Both British and American authors have produced a number of children’s bestsellers. But, as Colleen Gillard argues in The Atlantic, the British may have an edge when it comes to children’s literature.
Why? According to Gillard, it’s because they tend to produce more books in the fantasy genre:
“The small island of Great Britain is an undisputed powerhouse of children’s bestsellers: The Wind in the Willows, Alice in Wonderland, Winnie-the-Pooh, Peter Pan, The Hobbit, James and the Giant Peach, Harry Potter, and The Lion, the Witch, and the Wardrobe. Significantly, all are fantasies. Meanwhile, the United States, also a major player in the field of children’s classics, deals much less in magic. Stories like Little House in the Big Woods, The Call of the Wild, Charlotte’s Web, The Yearling, Little Women, and The Adventures of Tom Sawyer are more notable for their realistic portraits of day-to-day life in the towns and farmlands on the growing frontier. If British children gathered in the glow of the kitchen hearth to hear stories about magic swords and talking bears, American children sat at their mother’s knee listening to tales larded with moral messages about a world where life was hard, obedience emphasized, and Christian morality valued. Each style has its virtues, but the British approach undoubtedly yields the kinds of stories that appeal to the furthest reaches of children’s imagination.”
Gillard contends that the British have a culture that better supports fantasy, including elements such as landscapes filled with old castles and spooky wilds to a rich heritage of pagan folklore to a sense of ironic humor that allows them to question the nature of reality.

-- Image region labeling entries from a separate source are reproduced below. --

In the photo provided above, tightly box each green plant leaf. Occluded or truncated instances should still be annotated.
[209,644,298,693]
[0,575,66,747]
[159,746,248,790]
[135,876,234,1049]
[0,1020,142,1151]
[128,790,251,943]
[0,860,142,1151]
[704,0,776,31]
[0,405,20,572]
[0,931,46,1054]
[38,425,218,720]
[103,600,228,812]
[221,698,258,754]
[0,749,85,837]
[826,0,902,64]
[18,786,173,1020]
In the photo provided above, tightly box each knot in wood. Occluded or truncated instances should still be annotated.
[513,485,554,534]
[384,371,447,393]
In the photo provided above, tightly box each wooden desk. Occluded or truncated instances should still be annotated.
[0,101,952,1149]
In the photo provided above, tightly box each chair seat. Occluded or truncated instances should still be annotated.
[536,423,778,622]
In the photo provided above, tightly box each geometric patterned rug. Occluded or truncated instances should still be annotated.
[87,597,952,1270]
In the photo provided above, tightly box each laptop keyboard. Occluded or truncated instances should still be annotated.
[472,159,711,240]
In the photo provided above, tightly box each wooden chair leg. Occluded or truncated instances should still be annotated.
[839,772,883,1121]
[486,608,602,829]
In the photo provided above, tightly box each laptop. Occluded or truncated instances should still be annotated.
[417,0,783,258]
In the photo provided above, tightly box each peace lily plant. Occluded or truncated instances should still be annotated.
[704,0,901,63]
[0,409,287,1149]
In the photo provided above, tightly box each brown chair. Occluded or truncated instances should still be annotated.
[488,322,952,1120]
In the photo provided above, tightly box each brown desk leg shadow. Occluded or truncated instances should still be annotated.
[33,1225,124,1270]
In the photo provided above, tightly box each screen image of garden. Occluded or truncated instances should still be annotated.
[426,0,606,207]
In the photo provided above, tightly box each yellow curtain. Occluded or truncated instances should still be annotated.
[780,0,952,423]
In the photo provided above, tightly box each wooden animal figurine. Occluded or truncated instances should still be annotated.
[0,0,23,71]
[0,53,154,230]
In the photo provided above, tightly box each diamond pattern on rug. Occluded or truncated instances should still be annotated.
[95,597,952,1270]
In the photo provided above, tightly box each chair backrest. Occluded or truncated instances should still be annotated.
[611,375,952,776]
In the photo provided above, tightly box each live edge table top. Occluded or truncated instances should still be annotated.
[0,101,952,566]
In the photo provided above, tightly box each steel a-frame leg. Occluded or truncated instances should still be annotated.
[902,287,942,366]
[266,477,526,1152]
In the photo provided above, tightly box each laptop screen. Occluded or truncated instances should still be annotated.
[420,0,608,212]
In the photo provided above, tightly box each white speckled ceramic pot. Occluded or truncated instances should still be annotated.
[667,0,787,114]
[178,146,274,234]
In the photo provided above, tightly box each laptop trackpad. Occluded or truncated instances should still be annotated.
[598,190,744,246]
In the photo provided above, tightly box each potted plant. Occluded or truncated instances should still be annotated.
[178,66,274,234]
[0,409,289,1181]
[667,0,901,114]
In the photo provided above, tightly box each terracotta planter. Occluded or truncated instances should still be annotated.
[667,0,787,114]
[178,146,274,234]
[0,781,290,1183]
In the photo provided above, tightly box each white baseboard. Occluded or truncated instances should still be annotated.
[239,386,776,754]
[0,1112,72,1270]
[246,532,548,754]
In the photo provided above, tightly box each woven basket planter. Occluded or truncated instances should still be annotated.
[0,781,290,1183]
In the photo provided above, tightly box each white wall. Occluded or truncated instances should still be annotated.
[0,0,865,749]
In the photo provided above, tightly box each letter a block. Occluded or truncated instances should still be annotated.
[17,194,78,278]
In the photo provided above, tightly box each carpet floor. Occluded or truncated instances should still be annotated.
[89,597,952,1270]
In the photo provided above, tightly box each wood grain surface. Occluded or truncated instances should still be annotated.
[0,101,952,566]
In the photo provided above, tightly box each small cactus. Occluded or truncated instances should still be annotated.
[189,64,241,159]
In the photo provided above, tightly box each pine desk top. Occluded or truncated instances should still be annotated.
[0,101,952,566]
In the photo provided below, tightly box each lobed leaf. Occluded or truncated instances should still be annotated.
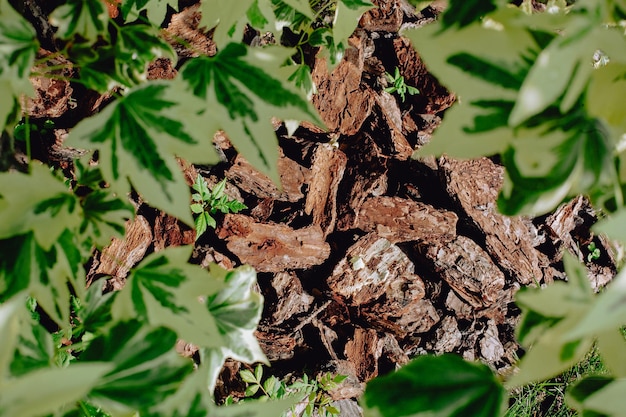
[50,0,109,44]
[67,82,216,224]
[112,246,225,347]
[362,354,506,417]
[81,320,193,414]
[181,43,321,183]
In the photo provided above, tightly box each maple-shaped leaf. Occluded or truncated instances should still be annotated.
[0,163,81,250]
[50,0,109,44]
[112,246,224,347]
[333,0,376,47]
[200,0,254,48]
[67,81,218,225]
[121,0,178,27]
[0,0,39,131]
[181,43,322,183]
[0,229,85,329]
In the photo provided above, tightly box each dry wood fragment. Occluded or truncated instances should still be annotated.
[344,327,384,381]
[304,144,348,236]
[440,157,547,285]
[96,215,152,290]
[272,272,313,325]
[357,196,458,244]
[217,214,330,272]
[426,236,505,309]
[226,155,308,202]
[311,30,373,136]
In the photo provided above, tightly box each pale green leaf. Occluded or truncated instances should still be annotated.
[81,320,193,415]
[333,0,375,50]
[0,362,112,417]
[584,378,626,417]
[50,0,109,44]
[509,18,604,127]
[67,82,216,224]
[207,265,267,363]
[596,329,626,378]
[112,246,225,347]
[181,43,321,183]
[0,163,81,250]
[362,354,506,417]
[121,0,178,27]
[0,292,26,374]
[200,0,254,48]
[585,63,626,132]
[567,269,626,340]
[0,0,39,79]
[506,314,593,388]
[0,230,85,329]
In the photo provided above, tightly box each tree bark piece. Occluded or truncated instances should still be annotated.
[96,215,152,282]
[357,196,458,244]
[440,157,547,285]
[426,236,506,309]
[304,144,348,236]
[311,30,373,136]
[217,214,330,272]
[272,272,313,325]
[328,233,439,338]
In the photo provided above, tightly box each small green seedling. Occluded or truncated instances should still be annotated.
[238,364,346,417]
[385,67,420,102]
[587,242,601,262]
[189,174,248,240]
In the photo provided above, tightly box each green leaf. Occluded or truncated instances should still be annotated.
[507,254,594,387]
[362,354,506,417]
[0,362,111,416]
[80,190,134,247]
[181,43,321,183]
[200,0,254,48]
[50,0,109,44]
[81,320,193,414]
[509,18,604,127]
[112,246,224,347]
[333,0,375,52]
[67,82,216,224]
[0,230,85,329]
[441,0,500,28]
[207,265,267,364]
[0,163,81,250]
[121,0,178,27]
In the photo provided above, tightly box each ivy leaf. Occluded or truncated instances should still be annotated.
[200,0,254,48]
[405,9,538,158]
[207,265,267,363]
[81,320,193,415]
[0,0,39,131]
[121,0,178,27]
[112,246,224,347]
[50,0,109,44]
[0,163,81,250]
[68,82,217,224]
[442,0,502,28]
[0,229,85,329]
[333,0,375,52]
[181,43,321,183]
[507,254,594,388]
[363,354,506,417]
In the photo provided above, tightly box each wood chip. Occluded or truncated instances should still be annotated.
[217,214,330,272]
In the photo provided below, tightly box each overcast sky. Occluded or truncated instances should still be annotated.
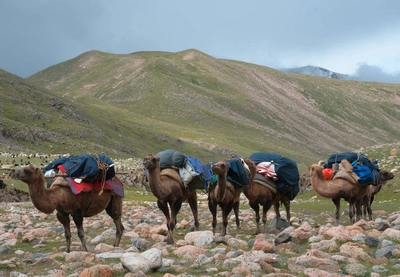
[0,0,400,83]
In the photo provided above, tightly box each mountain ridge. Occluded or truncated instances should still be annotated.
[0,49,400,168]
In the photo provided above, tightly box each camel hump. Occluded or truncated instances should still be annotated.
[51,177,69,187]
[160,168,183,186]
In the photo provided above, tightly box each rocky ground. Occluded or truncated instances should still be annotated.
[0,149,400,277]
[0,192,400,277]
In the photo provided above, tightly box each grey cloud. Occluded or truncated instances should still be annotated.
[354,63,400,84]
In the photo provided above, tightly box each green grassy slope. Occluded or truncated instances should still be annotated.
[3,49,400,166]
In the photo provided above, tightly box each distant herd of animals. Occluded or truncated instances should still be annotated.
[5,149,394,252]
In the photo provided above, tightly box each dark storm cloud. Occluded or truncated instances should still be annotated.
[355,63,400,84]
[0,0,400,82]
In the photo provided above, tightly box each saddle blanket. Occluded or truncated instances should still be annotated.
[65,177,124,198]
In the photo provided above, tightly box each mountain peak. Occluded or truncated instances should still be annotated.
[281,65,351,80]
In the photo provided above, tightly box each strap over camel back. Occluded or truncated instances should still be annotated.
[156,149,212,191]
[249,152,300,200]
[43,154,124,197]
[43,154,115,180]
[323,152,381,186]
[208,157,252,189]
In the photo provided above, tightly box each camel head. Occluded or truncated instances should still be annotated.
[244,158,257,180]
[306,163,322,177]
[9,164,44,183]
[143,154,160,169]
[211,161,229,174]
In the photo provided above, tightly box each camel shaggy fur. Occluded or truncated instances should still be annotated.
[307,164,368,225]
[243,177,290,234]
[362,169,394,220]
[143,154,199,244]
[9,164,124,252]
[208,159,256,236]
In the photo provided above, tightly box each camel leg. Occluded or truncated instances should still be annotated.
[157,200,174,244]
[283,199,292,225]
[56,211,71,253]
[167,198,182,244]
[208,199,217,235]
[188,191,200,231]
[354,199,364,222]
[349,197,356,224]
[332,198,340,225]
[262,201,272,234]
[233,201,240,230]
[221,203,233,236]
[72,211,87,252]
[362,196,371,220]
[367,195,374,220]
[106,196,124,247]
[249,202,260,235]
[274,201,281,229]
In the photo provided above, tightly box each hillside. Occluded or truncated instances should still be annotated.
[0,67,230,159]
[1,49,400,169]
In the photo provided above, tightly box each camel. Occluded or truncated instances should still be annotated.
[143,154,199,244]
[361,169,394,220]
[243,175,290,235]
[208,159,256,236]
[9,164,124,253]
[307,164,368,225]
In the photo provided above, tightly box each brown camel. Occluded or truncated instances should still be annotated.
[361,169,394,220]
[9,164,124,252]
[307,164,368,225]
[143,154,199,244]
[208,159,256,236]
[243,175,290,234]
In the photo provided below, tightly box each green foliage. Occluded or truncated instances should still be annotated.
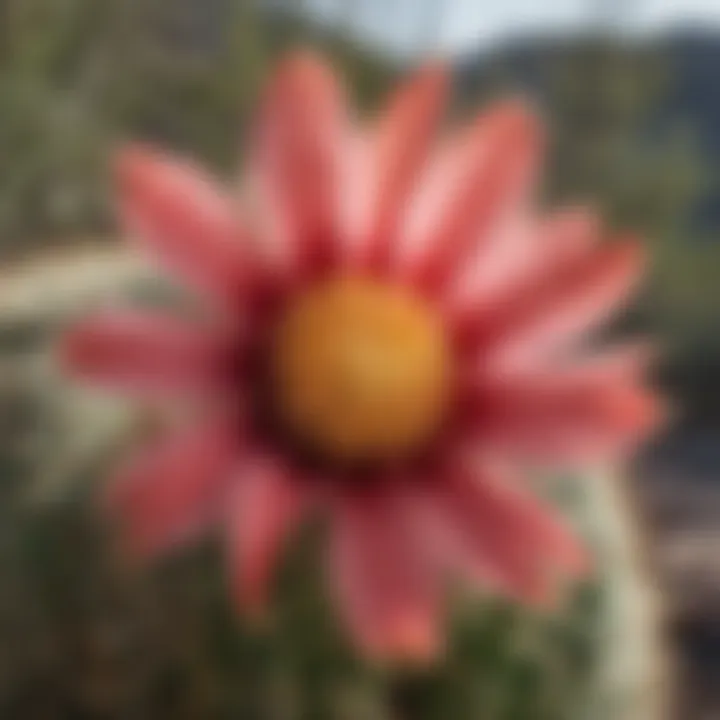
[0,0,391,254]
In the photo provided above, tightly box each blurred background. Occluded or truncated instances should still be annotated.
[0,0,720,720]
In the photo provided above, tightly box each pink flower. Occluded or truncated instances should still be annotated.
[65,54,659,658]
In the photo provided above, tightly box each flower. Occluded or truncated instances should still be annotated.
[64,53,659,658]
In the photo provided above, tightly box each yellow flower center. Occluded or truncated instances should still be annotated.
[272,277,450,462]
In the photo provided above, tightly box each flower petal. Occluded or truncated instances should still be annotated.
[418,467,588,604]
[62,311,229,393]
[402,103,541,290]
[359,65,448,269]
[103,422,235,560]
[228,457,306,616]
[330,486,442,661]
[116,146,249,304]
[253,51,349,272]
[456,240,645,367]
[458,372,664,466]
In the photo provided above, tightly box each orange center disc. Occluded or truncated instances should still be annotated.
[272,278,450,462]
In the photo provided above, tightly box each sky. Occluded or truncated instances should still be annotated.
[308,0,720,53]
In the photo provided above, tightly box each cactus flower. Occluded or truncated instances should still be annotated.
[64,53,659,659]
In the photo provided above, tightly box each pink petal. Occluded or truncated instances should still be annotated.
[228,457,306,616]
[63,311,229,393]
[359,65,448,269]
[536,206,601,266]
[445,207,600,326]
[252,51,349,272]
[403,103,540,290]
[456,240,645,367]
[116,146,249,305]
[104,422,236,560]
[458,371,664,466]
[418,467,588,604]
[330,486,441,661]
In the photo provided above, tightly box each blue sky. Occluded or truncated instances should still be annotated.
[307,0,720,52]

On the other hand, she says that in America the Protestant work ethic and frontier lands better lent themselves to stories of people who earned their fame through hard work and good values. While fantasy does exist in American children’s literature, Gillard says that it differs from British fantasy in that it’s often based more in reality (like Dorothy proving that the wizard is a charlatan in The Wizard of Oz) or ends with a moral lesson learned (like Dr. Seuss who has Horton the elephant intoning: “A person’s a person no matter how small.”
Gillard points out that child psychologists endorse fantasies as critical to childhood development, as they are “an important tool children use to work through their anxieties about the adult world.”
Fortunately, children have access to both the fantasy and realist genres. But do you agree with Gillard that the former is more important for children than the latter?